# Lesslie Newbigin: Am I missing something?



## Romans922 (Jan 17, 2011)

Being a minister in the PCA, I like to see what other Pastors are doing and enjoy, etc. I have noticed that many ministers who graduated from Covenant Theological Seminary love reading books about or books by Lesslie Newbigin. I assume from this the CTS has their students read Newbigin. Same reason why I love the Puritans, I guess.

Anyway, who is Newbigin, why is he significant, should I have any concern over his theology of mission(s)? Any help here to understand my fellow PCA brethren? What's so special about this man?


----------



## Jerusalem Blade (Jan 17, 2011)

Hello Andrew,

He's got some brilliant insights (as in _The Gospel in a Pluralist Society_).

I was highly suspicious of him - and alienated - when I saw him deny the view that in Ephesians 6 these were real demons; he has another view of "principalities and powers", that they're idolatrous structures of power we set up in our culture which become demonic (beauty, wealth, racial pride etc). Not that this isn't true, but to deny the _actual_ demonic world and demons is patently false.

Here's a critique of him I just found (I liked McCallum's book on postmodernism, _The Death of Truth_): Lesslie Newbigin, The Gospel in a Pluralist Society and the "Emergent Church" movement


----------



## Romans922 (Jan 17, 2011)

McCallum definitely does have some problems with Newbigin. He says, 

"Thus, Newbigin takes his place among the burgeoning caste of postmodern sympathizers writing on contemporary ministry (now increasingly known as the “Emergent Church Movement” or “postconservatives.”)1 In fact, this book is one of the handbooks read and quoted often by leaders in the movement.
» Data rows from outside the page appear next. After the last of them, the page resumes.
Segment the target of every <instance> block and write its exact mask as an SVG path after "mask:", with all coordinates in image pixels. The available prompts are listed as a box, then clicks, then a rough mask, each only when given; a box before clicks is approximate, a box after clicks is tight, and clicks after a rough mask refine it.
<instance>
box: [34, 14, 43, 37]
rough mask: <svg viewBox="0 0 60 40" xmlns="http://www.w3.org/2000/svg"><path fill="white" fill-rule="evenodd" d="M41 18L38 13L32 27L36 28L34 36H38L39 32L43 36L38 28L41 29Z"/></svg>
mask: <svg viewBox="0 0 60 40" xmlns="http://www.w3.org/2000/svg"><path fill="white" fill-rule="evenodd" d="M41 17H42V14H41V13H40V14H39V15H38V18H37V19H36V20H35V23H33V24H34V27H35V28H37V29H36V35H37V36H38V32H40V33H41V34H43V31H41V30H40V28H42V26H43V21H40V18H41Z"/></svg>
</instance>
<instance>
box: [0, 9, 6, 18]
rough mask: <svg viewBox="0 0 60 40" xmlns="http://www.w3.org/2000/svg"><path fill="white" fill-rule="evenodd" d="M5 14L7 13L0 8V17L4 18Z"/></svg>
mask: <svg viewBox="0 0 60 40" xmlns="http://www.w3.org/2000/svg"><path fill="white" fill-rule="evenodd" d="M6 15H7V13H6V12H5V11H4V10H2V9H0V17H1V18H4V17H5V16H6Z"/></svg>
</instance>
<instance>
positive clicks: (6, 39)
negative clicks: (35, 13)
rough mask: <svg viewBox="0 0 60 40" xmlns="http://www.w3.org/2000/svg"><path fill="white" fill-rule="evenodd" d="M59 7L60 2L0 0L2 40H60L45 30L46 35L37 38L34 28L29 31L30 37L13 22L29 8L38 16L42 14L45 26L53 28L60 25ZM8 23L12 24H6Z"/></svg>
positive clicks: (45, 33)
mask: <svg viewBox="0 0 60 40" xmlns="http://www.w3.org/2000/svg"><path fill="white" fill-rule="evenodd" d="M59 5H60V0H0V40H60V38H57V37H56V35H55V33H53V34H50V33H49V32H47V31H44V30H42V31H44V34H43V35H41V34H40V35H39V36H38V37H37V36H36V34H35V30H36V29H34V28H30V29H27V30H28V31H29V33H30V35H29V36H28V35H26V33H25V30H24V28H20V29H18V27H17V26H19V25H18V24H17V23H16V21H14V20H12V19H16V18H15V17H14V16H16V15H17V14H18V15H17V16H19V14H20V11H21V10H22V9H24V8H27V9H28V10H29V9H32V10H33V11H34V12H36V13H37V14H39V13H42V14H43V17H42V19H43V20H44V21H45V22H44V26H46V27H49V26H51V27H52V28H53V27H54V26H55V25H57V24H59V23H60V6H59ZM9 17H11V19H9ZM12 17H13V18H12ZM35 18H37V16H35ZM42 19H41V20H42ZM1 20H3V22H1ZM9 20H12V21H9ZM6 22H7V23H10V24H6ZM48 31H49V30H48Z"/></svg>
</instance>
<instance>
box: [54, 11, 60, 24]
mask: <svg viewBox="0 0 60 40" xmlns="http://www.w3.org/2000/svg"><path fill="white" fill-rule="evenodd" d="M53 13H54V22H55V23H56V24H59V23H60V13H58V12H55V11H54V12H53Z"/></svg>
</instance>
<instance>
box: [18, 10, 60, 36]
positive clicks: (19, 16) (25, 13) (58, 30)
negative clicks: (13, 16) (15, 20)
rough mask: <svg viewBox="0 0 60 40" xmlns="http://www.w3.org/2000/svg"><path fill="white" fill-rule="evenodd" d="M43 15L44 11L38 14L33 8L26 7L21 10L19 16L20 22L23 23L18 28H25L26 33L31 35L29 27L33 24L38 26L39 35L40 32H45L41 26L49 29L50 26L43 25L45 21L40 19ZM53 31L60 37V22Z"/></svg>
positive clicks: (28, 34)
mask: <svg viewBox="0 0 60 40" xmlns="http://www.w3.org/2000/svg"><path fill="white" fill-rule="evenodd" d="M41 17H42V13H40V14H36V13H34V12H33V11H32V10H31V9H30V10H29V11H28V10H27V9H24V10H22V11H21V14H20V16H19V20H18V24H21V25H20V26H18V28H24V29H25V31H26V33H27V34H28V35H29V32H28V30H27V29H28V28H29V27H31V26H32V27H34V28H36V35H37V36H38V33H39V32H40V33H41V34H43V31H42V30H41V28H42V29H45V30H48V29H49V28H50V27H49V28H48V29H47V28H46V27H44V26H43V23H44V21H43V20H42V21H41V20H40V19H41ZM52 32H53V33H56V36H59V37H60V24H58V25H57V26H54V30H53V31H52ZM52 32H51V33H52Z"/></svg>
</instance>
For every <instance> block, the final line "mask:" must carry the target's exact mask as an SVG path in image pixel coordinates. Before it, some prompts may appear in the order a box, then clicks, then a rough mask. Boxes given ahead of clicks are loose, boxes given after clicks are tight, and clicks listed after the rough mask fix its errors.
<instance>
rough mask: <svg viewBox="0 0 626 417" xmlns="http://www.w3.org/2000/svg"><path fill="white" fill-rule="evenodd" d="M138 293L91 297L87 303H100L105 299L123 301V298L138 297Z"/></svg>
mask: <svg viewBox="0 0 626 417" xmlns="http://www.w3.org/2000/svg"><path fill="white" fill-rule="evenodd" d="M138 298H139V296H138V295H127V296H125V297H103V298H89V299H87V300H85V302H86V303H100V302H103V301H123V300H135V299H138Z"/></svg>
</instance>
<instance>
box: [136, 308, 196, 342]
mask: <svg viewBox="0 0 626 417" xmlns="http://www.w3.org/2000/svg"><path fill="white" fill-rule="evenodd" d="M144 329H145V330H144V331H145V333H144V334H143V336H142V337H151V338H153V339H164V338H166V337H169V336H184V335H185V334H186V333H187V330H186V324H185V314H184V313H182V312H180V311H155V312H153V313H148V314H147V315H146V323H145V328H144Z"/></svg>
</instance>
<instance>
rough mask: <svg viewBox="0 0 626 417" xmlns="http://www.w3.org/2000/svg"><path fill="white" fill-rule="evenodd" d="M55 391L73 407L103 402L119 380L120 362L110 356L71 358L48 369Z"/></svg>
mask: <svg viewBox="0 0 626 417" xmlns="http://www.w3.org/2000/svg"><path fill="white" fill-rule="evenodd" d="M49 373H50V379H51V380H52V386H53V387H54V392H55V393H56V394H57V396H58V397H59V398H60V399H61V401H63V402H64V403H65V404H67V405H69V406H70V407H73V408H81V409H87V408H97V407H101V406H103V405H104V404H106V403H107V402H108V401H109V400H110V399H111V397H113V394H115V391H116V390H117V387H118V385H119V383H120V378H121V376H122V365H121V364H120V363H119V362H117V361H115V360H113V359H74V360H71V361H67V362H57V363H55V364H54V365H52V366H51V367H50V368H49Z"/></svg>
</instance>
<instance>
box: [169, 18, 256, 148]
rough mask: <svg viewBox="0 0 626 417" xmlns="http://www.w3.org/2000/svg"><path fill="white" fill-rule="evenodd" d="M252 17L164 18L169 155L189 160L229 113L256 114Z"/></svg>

Although Newbigin scores effective hits on modernistic rationalism, his attack overruns the opponent until he finds himself on ground alien to the biblical world view—the ground of postmodern perspectivalism. Not only rationalism, but rationality itself is jettisoned in favor of subjective mysticism and _a priori_ blind faith."


----------



## Philip (Jan 17, 2011)

Newbigin really does have a lot of value. You just have to be careful with him. A year ago, though, my philosophy prof used his _Proper Confidence_ as one of the textbooks for epistemology (my review is here). He's got a lot of insight into how culture shapes our thinking (sorry, it does) and how Christianity can speak to that with its metanarrative of creation-fall-redemption.

The reviewer is correct that Newbigin often gets it about half-right (his views on inerrancy are . . . interesting) but it's generally the half that most of us don't see, so he can serve as a good corrective on some of our enlightenment ways of thinking. You may also notice that the reviewer assumes a straight no-kidding evidentialist view on apologetics that even I (as a classical apologist) find hard to swallow.


----------



## Pergamum (Jan 18, 2011)

I have been told that I should read and like Mewbigin because I am a missionary, but try as I might, this author just does not interest me much. I have several unfinished volumes on my shelf. Andrew Walls, on the other hand, is thought-provoking.


----------